- Theatrical release poster
- Directed by: Tom Volf
- Written by: Tom Volf
- Produced by: Emmanuelle Lepers; Gaël Leblang; Emmanuel Chain; Thierry Bizot; Tom Volf;
- Starring: Maria Callas; Joyce DiDonato;
- Edited by: Janice Jones
- Distributed by: Haut et Court [fr]
- Release dates: November 1, 2017 (Rome Film Festival); December 13, 2017 (France);
- Running time: 113 minutes
- Country: France
- Languages: English, French, Italian
- Box office: $1.3 million

= Maria by Callas =

2017 documentary

Maria by Callas is a 2017 French documentary film about the life and career of opera singer Maria Callas, written and directed by Tom Volf.

==Synopsis==
The film depicts the life and work of opera singer Maria Callas in her own words by using her interviews, letters, and performances to tell her story.
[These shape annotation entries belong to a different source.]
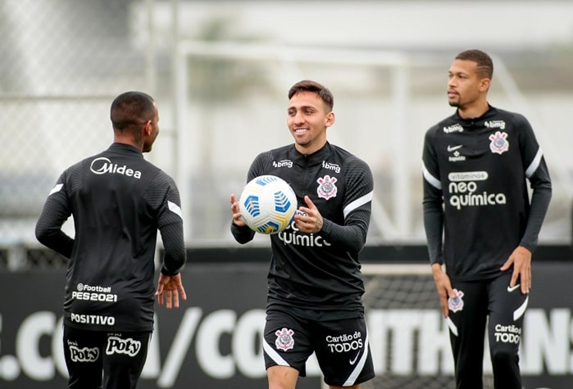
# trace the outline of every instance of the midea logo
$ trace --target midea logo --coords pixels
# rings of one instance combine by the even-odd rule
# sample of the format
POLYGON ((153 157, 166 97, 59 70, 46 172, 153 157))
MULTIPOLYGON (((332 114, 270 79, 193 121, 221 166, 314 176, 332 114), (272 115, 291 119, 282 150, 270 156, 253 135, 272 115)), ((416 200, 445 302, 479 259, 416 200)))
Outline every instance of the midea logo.
POLYGON ((112 163, 109 158, 104 156, 100 156, 92 161, 92 164, 89 166, 89 170, 95 174, 115 173, 138 179, 142 178, 142 172, 139 170, 130 169, 126 165, 118 166, 117 163, 112 163))

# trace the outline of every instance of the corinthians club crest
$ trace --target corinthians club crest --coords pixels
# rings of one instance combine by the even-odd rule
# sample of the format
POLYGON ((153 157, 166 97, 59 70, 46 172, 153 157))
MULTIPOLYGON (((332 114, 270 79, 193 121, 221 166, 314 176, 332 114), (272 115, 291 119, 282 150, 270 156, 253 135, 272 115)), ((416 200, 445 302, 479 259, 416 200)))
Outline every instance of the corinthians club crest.
POLYGON ((462 300, 462 297, 464 297, 464 292, 461 290, 454 289, 454 294, 456 294, 455 297, 453 298, 449 297, 448 299, 448 307, 452 312, 457 312, 464 309, 464 300, 462 300))
POLYGON ((501 155, 504 151, 509 149, 509 142, 507 141, 507 132, 496 131, 489 136, 492 143, 489 144, 489 148, 492 152, 501 155))
POLYGON ((336 197, 337 188, 334 183, 337 180, 336 177, 331 177, 328 174, 324 177, 319 177, 316 180, 316 182, 319 183, 319 187, 316 188, 319 197, 327 200, 331 197, 336 197))
POLYGON ((277 336, 277 340, 274 341, 274 345, 279 350, 286 351, 295 347, 295 339, 292 337, 295 331, 292 329, 283 328, 277 329, 274 334, 277 336))

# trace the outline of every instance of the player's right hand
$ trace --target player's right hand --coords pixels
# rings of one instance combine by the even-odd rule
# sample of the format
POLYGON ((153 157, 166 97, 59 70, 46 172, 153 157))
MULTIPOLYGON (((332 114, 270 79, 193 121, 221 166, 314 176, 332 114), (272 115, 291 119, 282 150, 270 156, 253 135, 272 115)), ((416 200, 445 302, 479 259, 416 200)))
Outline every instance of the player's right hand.
POLYGON ((431 274, 434 276, 434 282, 438 290, 438 296, 439 297, 439 305, 442 307, 442 313, 444 317, 448 317, 450 309, 448 307, 448 299, 456 297, 454 290, 452 288, 452 282, 450 277, 442 271, 442 265, 439 264, 432 264, 431 274))
POLYGON ((241 209, 239 208, 239 203, 235 198, 234 193, 231 194, 231 213, 233 214, 233 222, 236 225, 239 227, 247 225, 241 216, 241 209))
POLYGON ((162 273, 159 273, 159 280, 157 284, 155 296, 157 296, 158 302, 160 305, 163 305, 164 294, 165 305, 168 309, 171 309, 172 307, 179 308, 179 294, 181 295, 182 298, 187 300, 187 294, 185 294, 185 288, 183 287, 180 273, 175 276, 166 276, 162 273))

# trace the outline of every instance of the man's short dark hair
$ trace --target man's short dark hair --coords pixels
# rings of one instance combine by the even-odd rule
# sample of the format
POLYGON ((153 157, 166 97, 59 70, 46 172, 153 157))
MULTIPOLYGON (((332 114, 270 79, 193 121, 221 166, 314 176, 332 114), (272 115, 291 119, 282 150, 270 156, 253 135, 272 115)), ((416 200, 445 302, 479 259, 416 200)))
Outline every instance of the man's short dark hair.
POLYGON ((300 81, 291 87, 289 90, 289 100, 292 99, 292 96, 300 92, 313 92, 318 95, 322 101, 324 102, 325 105, 328 108, 328 112, 332 111, 332 107, 334 106, 334 97, 332 97, 332 93, 326 87, 310 80, 300 81))
POLYGON ((143 92, 121 93, 111 103, 109 116, 113 129, 132 129, 153 119, 155 112, 153 98, 143 92))
POLYGON ((458 54, 456 59, 473 61, 477 64, 476 73, 482 78, 491 80, 493 77, 493 61, 487 53, 481 50, 466 50, 458 54))

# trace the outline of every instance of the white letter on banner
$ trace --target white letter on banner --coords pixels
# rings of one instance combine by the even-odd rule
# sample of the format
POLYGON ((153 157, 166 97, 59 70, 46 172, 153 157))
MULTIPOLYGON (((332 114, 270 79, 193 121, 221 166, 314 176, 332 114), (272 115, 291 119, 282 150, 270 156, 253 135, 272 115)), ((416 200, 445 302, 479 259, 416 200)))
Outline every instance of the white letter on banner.
POLYGON ((38 345, 42 335, 52 335, 56 325, 56 315, 42 311, 24 319, 16 335, 16 355, 22 370, 32 379, 45 381, 54 378, 54 361, 50 356, 42 357, 38 345))
POLYGON ((195 340, 195 355, 203 371, 214 378, 230 378, 235 374, 232 355, 221 355, 219 339, 224 332, 233 333, 237 313, 230 309, 221 309, 206 316, 197 331, 195 340))
POLYGON ((544 309, 527 310, 523 323, 524 372, 543 373, 544 362, 550 374, 567 372, 571 348, 568 341, 570 320, 571 311, 568 308, 551 309, 550 323, 544 309))
POLYGON ((250 378, 261 378, 266 374, 261 345, 265 316, 264 309, 248 311, 239 319, 233 334, 235 363, 241 372, 250 378), (255 348, 256 344, 258 348, 255 348))

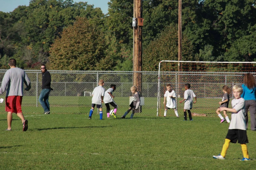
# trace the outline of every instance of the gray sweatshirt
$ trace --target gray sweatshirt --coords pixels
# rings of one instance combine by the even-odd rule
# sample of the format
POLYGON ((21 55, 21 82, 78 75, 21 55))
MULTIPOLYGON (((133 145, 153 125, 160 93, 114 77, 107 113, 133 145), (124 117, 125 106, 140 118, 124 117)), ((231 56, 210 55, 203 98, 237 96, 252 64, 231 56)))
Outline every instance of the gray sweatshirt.
POLYGON ((31 88, 30 80, 25 72, 18 67, 11 68, 5 73, 1 87, 0 94, 6 90, 6 96, 23 96, 24 83, 26 90, 31 88))

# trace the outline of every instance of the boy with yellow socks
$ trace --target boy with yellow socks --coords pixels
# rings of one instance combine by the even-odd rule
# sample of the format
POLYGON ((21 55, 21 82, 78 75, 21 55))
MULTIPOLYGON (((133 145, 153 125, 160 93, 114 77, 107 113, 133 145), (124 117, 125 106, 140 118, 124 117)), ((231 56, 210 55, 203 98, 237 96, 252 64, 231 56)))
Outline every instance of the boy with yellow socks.
POLYGON ((232 108, 220 107, 220 110, 226 110, 232 112, 231 121, 229 128, 228 134, 225 139, 225 143, 223 145, 222 150, 220 154, 213 156, 213 158, 218 159, 224 159, 227 151, 229 148, 230 142, 236 143, 237 140, 241 144, 244 158, 240 161, 249 161, 247 146, 248 139, 246 134, 246 122, 245 117, 245 99, 241 97, 243 93, 243 88, 240 85, 234 86, 232 89, 233 93, 235 98, 232 100, 232 108))

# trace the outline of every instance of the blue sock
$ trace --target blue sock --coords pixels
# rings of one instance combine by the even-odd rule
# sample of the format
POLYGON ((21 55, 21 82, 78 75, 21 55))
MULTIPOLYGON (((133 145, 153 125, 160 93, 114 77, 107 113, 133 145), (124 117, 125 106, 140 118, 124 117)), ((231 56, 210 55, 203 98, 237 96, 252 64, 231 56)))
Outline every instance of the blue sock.
POLYGON ((125 113, 125 114, 124 115, 124 116, 125 117, 126 116, 126 115, 128 114, 128 113, 127 113, 127 112, 126 112, 125 113))
POLYGON ((103 112, 102 111, 100 111, 100 119, 101 120, 102 120, 102 116, 103 116, 103 112))
POLYGON ((92 117, 92 115, 93 115, 93 109, 92 109, 90 110, 90 114, 89 115, 89 116, 90 117, 92 117))

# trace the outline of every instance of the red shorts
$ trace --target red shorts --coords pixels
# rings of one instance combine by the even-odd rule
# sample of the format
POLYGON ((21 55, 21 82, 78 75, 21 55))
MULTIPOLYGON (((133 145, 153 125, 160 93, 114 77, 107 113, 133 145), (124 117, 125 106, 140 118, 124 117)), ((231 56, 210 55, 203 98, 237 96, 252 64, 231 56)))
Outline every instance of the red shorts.
POLYGON ((5 111, 12 113, 22 113, 21 102, 22 96, 10 96, 5 97, 5 111))

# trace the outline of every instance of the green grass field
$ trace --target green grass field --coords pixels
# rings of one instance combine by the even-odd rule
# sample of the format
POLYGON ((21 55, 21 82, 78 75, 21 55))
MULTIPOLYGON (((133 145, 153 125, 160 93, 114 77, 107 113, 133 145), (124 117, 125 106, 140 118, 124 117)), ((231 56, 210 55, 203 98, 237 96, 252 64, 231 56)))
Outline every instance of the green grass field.
POLYGON ((166 118, 135 114, 124 120, 119 113, 117 119, 104 114, 103 120, 97 114, 89 120, 87 114, 25 114, 26 132, 15 114, 12 131, 5 131, 6 114, 0 114, 0 169, 255 169, 256 132, 250 130, 251 161, 239 161, 239 144, 230 143, 225 160, 213 158, 229 126, 216 116, 183 121, 173 113, 166 118))

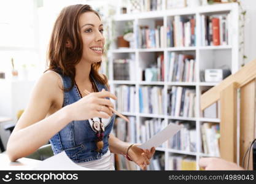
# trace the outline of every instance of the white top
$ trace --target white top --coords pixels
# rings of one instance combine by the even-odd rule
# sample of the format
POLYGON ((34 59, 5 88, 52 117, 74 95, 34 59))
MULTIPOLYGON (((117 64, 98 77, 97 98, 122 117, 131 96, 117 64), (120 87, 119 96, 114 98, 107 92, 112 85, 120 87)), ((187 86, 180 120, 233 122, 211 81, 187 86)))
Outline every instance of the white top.
POLYGON ((85 163, 77 163, 82 167, 91 169, 93 170, 114 171, 115 167, 111 160, 111 154, 109 150, 101 159, 93 160, 85 163))

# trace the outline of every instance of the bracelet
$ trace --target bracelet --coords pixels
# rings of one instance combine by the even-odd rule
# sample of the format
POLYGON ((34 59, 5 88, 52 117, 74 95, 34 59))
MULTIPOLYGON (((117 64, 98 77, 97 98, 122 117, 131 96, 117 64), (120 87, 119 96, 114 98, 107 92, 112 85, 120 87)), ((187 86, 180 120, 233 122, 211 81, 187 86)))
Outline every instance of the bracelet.
POLYGON ((131 157, 130 157, 130 156, 128 155, 128 151, 129 151, 129 149, 134 145, 134 144, 131 144, 128 148, 127 148, 126 150, 126 153, 125 153, 125 158, 128 160, 128 161, 133 161, 131 158, 131 157))

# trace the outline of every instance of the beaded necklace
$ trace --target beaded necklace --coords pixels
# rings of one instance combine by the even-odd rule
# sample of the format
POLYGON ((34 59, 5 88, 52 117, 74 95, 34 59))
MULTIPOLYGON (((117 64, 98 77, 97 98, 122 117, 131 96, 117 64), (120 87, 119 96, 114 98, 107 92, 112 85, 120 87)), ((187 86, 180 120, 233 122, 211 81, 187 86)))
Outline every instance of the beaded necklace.
MULTIPOLYGON (((90 76, 90 80, 91 81, 91 85, 93 86, 93 92, 96 92, 98 90, 96 87, 96 85, 94 83, 93 79, 91 78, 91 76, 90 76)), ((75 85, 77 88, 78 92, 79 93, 80 96, 82 98, 82 94, 79 90, 79 88, 78 88, 78 86, 76 81, 75 81, 75 85)), ((96 142, 96 145, 97 146, 97 149, 96 150, 97 152, 101 152, 103 148, 103 145, 104 145, 103 137, 104 137, 104 132, 105 131, 105 127, 104 126, 103 123, 101 121, 101 118, 99 118, 99 123, 98 121, 95 121, 93 118, 91 118, 91 121, 93 121, 93 125, 91 126, 91 128, 96 132, 95 142, 96 142)))

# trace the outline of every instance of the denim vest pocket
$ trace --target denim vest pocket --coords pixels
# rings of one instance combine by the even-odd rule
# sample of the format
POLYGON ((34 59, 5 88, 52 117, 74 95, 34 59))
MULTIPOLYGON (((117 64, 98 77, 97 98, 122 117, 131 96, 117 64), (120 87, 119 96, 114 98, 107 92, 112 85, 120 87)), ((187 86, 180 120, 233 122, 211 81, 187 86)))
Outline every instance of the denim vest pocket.
POLYGON ((64 150, 65 151, 67 155, 69 157, 70 159, 74 158, 76 155, 83 150, 84 148, 83 145, 80 145, 78 147, 71 148, 68 149, 64 150))

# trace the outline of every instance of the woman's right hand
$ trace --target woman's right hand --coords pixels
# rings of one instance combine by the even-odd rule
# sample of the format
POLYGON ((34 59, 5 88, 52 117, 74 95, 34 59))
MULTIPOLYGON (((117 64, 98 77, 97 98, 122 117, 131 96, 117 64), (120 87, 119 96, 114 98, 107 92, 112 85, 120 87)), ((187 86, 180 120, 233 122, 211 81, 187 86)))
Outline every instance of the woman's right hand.
POLYGON ((117 97, 112 93, 103 90, 100 92, 91 93, 77 102, 67 105, 68 116, 72 121, 85 120, 94 117, 109 118, 113 115, 108 107, 114 108, 110 99, 116 100, 117 97))

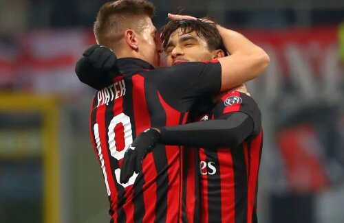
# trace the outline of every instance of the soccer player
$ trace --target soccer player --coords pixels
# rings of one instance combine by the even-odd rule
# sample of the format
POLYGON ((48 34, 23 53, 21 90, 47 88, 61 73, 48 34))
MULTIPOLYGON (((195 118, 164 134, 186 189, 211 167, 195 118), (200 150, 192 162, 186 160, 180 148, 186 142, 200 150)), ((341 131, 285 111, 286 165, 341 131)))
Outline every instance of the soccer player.
MULTIPOLYGON (((168 65, 181 58, 207 59, 207 54, 187 54, 189 44, 195 40, 184 43, 186 39, 190 41, 195 33, 203 36, 201 27, 204 27, 195 20, 171 21, 165 26, 162 36, 168 65)), ((206 45, 198 48, 204 47, 206 45)), ((134 170, 140 170, 143 157, 149 151, 154 151, 157 143, 200 147, 200 165, 196 169, 200 176, 200 222, 257 222, 261 119, 252 97, 237 91, 229 91, 208 113, 193 117, 193 121, 216 120, 153 128, 138 136, 125 155, 121 180, 127 182, 134 170)), ((192 158, 188 157, 191 167, 192 158)), ((193 182, 194 173, 188 173, 189 180, 193 182)))
POLYGON ((153 5, 144 0, 103 5, 94 30, 98 43, 116 51, 117 69, 105 76, 90 66, 90 60, 107 57, 98 54, 105 49, 99 46, 87 50, 76 67, 81 81, 99 89, 92 101, 90 134, 104 175, 113 222, 192 219, 182 205, 186 193, 182 189, 182 150, 158 145, 144 159, 140 173, 121 183, 119 167, 125 152, 145 129, 184 124, 197 99, 207 100, 254 78, 268 64, 268 57, 261 48, 242 35, 219 27, 230 57, 154 69, 162 48, 155 38, 153 14, 153 5), (241 61, 245 61, 244 66, 239 65, 241 61))

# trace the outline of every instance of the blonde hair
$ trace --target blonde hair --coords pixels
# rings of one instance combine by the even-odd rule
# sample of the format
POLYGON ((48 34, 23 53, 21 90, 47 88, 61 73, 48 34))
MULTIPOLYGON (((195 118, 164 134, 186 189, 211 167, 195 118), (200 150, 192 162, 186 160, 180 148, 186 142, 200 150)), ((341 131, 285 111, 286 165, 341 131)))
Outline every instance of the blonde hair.
MULTIPOLYGON (((110 47, 110 45, 120 39, 125 26, 130 27, 131 19, 142 16, 151 18, 154 13, 154 5, 146 0, 107 2, 99 10, 94 23, 93 30, 96 39, 98 44, 110 47)), ((135 27, 133 29, 135 30, 135 27)))

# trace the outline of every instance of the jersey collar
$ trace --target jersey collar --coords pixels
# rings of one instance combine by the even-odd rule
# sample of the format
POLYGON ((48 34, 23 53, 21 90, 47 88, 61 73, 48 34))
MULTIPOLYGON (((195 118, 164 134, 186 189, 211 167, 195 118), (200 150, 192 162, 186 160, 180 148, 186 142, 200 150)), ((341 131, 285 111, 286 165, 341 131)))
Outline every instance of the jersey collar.
POLYGON ((152 70, 154 69, 151 64, 136 58, 122 58, 117 59, 116 65, 124 73, 137 73, 142 70, 152 70))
Told through performances, TV interviews, home movies, family photographs, private letters and unpublished memoirs—nearly all of which have never been shown to the public—the film reveals the essence of an extraordinary woman who rose from humble beginnings in New York City to become a glamorous international superstar and one of the greatest artists of all time. Opera singer Joyce DiDonato reads her letters and unpublished memoirs; Fanny Ardant narrates in the French version.

==Release==
Maria by Callas premiered at the Rome Film Festival and at the La Baule Film & Score Festival in November 2017. The film had a release in France on December 13, 2017. The film had a limited release in the United States on November 2, 2018. It was shown on BBC Four on Christmas Day 2020.

==Critical reception==
The film has earned high critical praise. Maria by Callas currently has a score of 91% on review aggregator website Rotten Tomatoes from 80 reviews, with an average rating of 7.1/10. The website's critics consensus reads, "Maria by Callas offers an intimate look at the life of a brilliantly talented artist whose absorbing story matches the operatic heights reached by her work. Metacritic, which uses a weighted average, assigned the film a score of 71 out of 100, based on 18 critics, indicating "generally favorable" reviews.

Based on the film, the one-woman-show Maria Callas: Letters & Memoirs starring Monica Bellucci was shown at the Beacon Theatre in New York on 27 January 2023.